SHARED MOBILITY AND PARTNERSHIPS WITH REGIONAL AUTHORITIES. At end-2022, the VINCI Autoroutes network had 45 carpool car parks, five of which were opened over the year, or a total of some 3,733 free spaces in service. As part of the motorway investment plan, the VINCI Autoroutes network will double its carpool parking capacity in the next few years. VINCI Autoroutes plans to create about 40 more carpool parking facilities, in partnership with the regional authorities. It is also working with them to develop multimodal transport hubs that connect the motorway with city public transport net-works. The low-carbon motorway agreements signed by VINCI Autoroutes with regional authorities foster these sustain-able mobility initiatives by incorporating them in a long-term collaboration scheme of solutions tailored to regional needs. VINCI Autoroutes signed three new partnerships of this kind in 2022 with the Auvergne-Rhône-Alpes region in east-central France, the Communauté d’agglomération du Pays Basque regional authority and the Syndicat des Mobilités du Pays Basque-Adour union in south-west France, and with Greater Nîmes authorities in south-east France.
In addition to its initiatives to decarbonise road mobility, VINCI Autoroutes has pledged to halve direct CO2 emissions from its own activities (Scopes 1 and 2) by 2030. To do so, it has continued to renew its fleet of vehicles – 56% of its light utility vehicles were electric-powered by the end of 2022 – and install LED lighting on its network. These are its two main sources of direct emissions. As a result of these efforts, VINCI Autoroutes has reduced its carbon footprint by 36% compared with 2018.

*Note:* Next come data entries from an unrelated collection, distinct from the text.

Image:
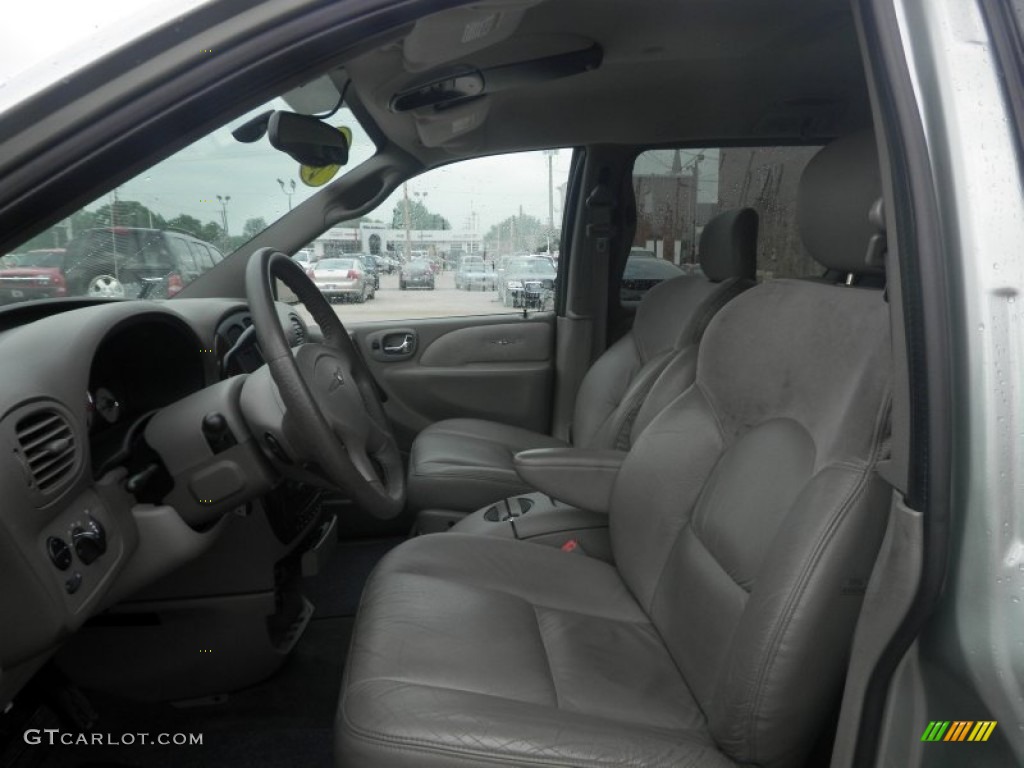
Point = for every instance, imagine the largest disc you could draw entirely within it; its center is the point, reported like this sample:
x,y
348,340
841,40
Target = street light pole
x,y
223,210
693,209
289,192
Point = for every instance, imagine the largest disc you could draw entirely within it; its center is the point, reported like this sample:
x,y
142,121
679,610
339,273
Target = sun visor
x,y
438,128
454,34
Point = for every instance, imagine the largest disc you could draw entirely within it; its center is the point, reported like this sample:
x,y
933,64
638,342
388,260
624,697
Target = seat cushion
x,y
464,464
472,650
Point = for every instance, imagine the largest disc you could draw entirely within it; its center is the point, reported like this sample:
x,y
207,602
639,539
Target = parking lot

As a programme manager, VINCI Autoroutes regularly renovates its road surfaces as they are subjected to significant mechanical stress from the traffic. These operations involve the extraction of significant quantities of asphalt – about one million tonnes a year. Road renovation is therefore a key issue in the circular economy and carbon foot-print reduction. Roadworks carried out by VINCI Autoroutes on its network represent about half of its indirect upstream Scope 3 emissions. Out of the asphalt pavement reclaimed during these renovation works, 94% is now recycled, and 46% of that was reused in its own roadworks in 2022. Its aim for the coming years is to maintain this percentage at more than 45% and halve the CO2 emissions linked to renovation works on its network by 2030.
VINCI Autoroutes uses next-generation mobile asphalt plants on a growing number of motorway renovation work-sites. These plants recycle up to 70% of the used asphalt on site. Thanks to this technology, to the switch to biofuels and to reduced transport of materials, VINCI Autoroutes has halved the carbon footprint of its roadworks. It is also trialling new methods on the motor-way network. For example, the surfaces on a section of the A20 between Souillac and Cahors-nord, in southern France, were renovated for the first time using a cold mix asphalt recycling process developed by VINCI Construction.